Significant improvements with semaglutide were also shown with secondary endpoints: The total estimated glomerular filtration rate (eGFR) slope was 1.16 mL/min/1.73 m2/year slower, the risk of major cardiovascular events was decreased by 18%, and the risk of all-cause mortality was reduced by 20%.

“The use of semaglutide in people with type 2 diabetes and chronic kidney disease can lower the risk of major kidney outcomes and reduce the risk of cardiovascular events, cardiovascular death and all-cause death. These benefits signify a profound clinical impact saving kidneys, hearts and lives, for patients with type 2 diabetes and chronic kidney disease,” noted presenter Vlado Perkovic, MBBS, PhD, of the University of New South Wales. “Additionally, the reassuring safety findings further support the strong potential value of semaglutide in this population.”

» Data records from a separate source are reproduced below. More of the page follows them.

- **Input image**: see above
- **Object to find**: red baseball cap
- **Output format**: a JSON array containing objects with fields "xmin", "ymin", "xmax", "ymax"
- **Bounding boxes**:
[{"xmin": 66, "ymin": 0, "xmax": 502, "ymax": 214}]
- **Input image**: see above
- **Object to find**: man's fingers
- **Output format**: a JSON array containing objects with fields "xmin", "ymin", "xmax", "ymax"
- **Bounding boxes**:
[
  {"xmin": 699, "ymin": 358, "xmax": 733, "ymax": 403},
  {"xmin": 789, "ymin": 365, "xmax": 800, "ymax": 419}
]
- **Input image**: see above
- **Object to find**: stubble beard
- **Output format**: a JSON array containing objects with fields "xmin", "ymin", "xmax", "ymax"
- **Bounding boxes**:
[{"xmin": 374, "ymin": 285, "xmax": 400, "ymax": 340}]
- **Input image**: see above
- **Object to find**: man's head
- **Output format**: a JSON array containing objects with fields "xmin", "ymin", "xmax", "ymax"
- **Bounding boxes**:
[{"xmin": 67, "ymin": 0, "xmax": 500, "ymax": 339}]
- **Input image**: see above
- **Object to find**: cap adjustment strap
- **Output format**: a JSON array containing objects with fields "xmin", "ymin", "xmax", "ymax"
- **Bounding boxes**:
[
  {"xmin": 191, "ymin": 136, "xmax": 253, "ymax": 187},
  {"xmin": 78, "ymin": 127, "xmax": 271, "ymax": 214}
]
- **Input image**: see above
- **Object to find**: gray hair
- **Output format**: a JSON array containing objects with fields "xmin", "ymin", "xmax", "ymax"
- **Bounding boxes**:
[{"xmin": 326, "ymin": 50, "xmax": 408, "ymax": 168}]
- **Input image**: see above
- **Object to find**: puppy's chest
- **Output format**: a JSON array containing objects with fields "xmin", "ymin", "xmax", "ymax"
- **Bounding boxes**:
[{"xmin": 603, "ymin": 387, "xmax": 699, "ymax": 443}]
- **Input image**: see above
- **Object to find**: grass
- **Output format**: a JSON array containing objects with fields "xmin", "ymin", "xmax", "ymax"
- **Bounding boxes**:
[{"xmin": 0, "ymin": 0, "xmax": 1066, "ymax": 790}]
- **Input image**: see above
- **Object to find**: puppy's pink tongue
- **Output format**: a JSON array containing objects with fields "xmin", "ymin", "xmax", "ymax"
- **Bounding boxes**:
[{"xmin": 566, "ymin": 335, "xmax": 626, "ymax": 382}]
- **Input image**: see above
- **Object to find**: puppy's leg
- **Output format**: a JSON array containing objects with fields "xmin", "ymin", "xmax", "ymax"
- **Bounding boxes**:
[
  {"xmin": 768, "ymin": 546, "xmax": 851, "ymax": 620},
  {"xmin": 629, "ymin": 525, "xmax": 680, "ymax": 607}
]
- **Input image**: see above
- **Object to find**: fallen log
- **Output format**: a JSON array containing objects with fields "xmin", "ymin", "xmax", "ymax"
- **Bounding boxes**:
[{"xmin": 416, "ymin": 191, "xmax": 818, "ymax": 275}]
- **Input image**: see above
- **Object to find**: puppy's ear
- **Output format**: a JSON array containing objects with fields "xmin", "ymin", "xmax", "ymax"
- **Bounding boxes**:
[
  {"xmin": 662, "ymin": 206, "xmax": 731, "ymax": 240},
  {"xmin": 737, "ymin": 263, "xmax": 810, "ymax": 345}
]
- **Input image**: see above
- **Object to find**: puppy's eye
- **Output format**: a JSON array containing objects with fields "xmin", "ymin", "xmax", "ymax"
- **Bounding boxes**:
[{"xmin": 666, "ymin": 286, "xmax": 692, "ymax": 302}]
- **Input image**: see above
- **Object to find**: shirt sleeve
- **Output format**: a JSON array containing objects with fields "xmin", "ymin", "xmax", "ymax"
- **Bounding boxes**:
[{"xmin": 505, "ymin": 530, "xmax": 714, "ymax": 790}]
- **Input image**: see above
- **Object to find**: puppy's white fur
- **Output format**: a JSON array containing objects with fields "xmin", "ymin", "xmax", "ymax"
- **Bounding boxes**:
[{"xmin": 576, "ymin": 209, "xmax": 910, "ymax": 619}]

For the study, patients with T2D and CKD (defined by an eGFR rate of 50 to 75 mL/min/1.73 m2 and a urinary albumin-to-creatinine ratio [with albumin measured in mg and creatinine measured in g] of >300 and <5,000 or an eGFR of 25 to <50 mL/min/1.73 m2 and a urinary albumin-to-creatinine ratio of >100 and <5,000) to receive SC semaglutide at a dose of 1.0 mg weekly or placebo.

Among the participants who underwent randomization—1,767 in the semaglutide group and 1,766 in the placebo group—median follow-up was 3.4 years, after early trial cessation was recommended at a prespecified interim analysis. The risk of a primary-outcome event was found to be 24% lower in the semaglutide group than in the placebo group (331 vs. 410 first events; hazard ratio, 0.76; 95% CI, 0.66-0.88; P = .0003).

“Semaglutide reduced the risk of clinically important kidney outcomes and death from cardiovascular causes in patients with type 2 diabetes and chronic kidney disease,” the researchers concluded.